Somebody that desperate for "relief" would just have a wank. Not go to the trouble of doing online bookings and wotnot. DTB is right. It stinks to high heaven, sorry. He probably had the full experience at least that once and is laughing behind his stupid mush at getting away with it.

PerpendicularVince · 06/01/2014 18:27

This reply has been deleted

Message withdrawn at poster's request.

Cabrinha · 06/01/2014 18:38

Why say you shouldn't have mentioned prostitutes on here?

Some MNers think prostitution is fine. Not me, personally.

Tell you what though - you find me a single person on here or ANYWHERE who says it's OK to use a prostitute when you are married, and your wife doesn't know. Come on, you're brighter than that. You have more self respect than that - don't you? He hasn't taken it all, has he?

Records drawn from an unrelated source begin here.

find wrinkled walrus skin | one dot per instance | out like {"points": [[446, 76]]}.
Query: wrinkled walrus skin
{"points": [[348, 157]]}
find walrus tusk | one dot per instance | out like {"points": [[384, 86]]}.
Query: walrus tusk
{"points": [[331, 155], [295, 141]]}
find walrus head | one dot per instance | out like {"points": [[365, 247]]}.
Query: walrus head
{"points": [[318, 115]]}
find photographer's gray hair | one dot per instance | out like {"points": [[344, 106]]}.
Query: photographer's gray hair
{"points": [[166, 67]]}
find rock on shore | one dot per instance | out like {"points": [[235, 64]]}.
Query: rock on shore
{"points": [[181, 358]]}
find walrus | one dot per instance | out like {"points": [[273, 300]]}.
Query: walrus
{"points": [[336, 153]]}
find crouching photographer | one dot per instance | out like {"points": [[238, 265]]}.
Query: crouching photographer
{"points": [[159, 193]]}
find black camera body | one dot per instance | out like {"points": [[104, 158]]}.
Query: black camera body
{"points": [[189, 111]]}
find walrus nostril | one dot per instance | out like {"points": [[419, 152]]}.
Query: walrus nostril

It doesn't matter whether it hurt less - it tells you who this man is. He'd do that to you, for a BLOW JOB? And you want to be with him? What an arsehole.

You're good at snooping. Try checking his SatNav, search any postcodes you don't recognise. Drive yourself demented wondering if there was a prostitute on that street. Then hit the snooper jackpot with a postcode that matches a massage parlour. Google is your friend. All this is personal experience. When you've done that, ask yourself if it's the way you want to live. Take it from me, it sucks.
God, it was bad enough when I thought he'd done it - no idea how you're not going insane knowing that he did it, and watching for that.

Cabrinha · 06/01/2014 18:42

Of course, perhaps it's OK for him to use a prostitute, afterall - you've said yourself you wouldn't give him a BJ.

Bad wife.

I'm surprised he didn't leave you.

You ought to do the stuff he likes, not surprised he had the affair if you didn't care enough to do a small but nice thing like suck his cock. Do you have issues or something? Poor bloke.

I hope that's making you angry. If so - that's how he's treated you - go turn that anger on him. What an arsehole.

aaaaaaa · 06/01/2014 18:54

Don't phone her, or your ex-employees!! It will destroy your self-respect

you will never know if he did or didnt

don't you think he has done enough already??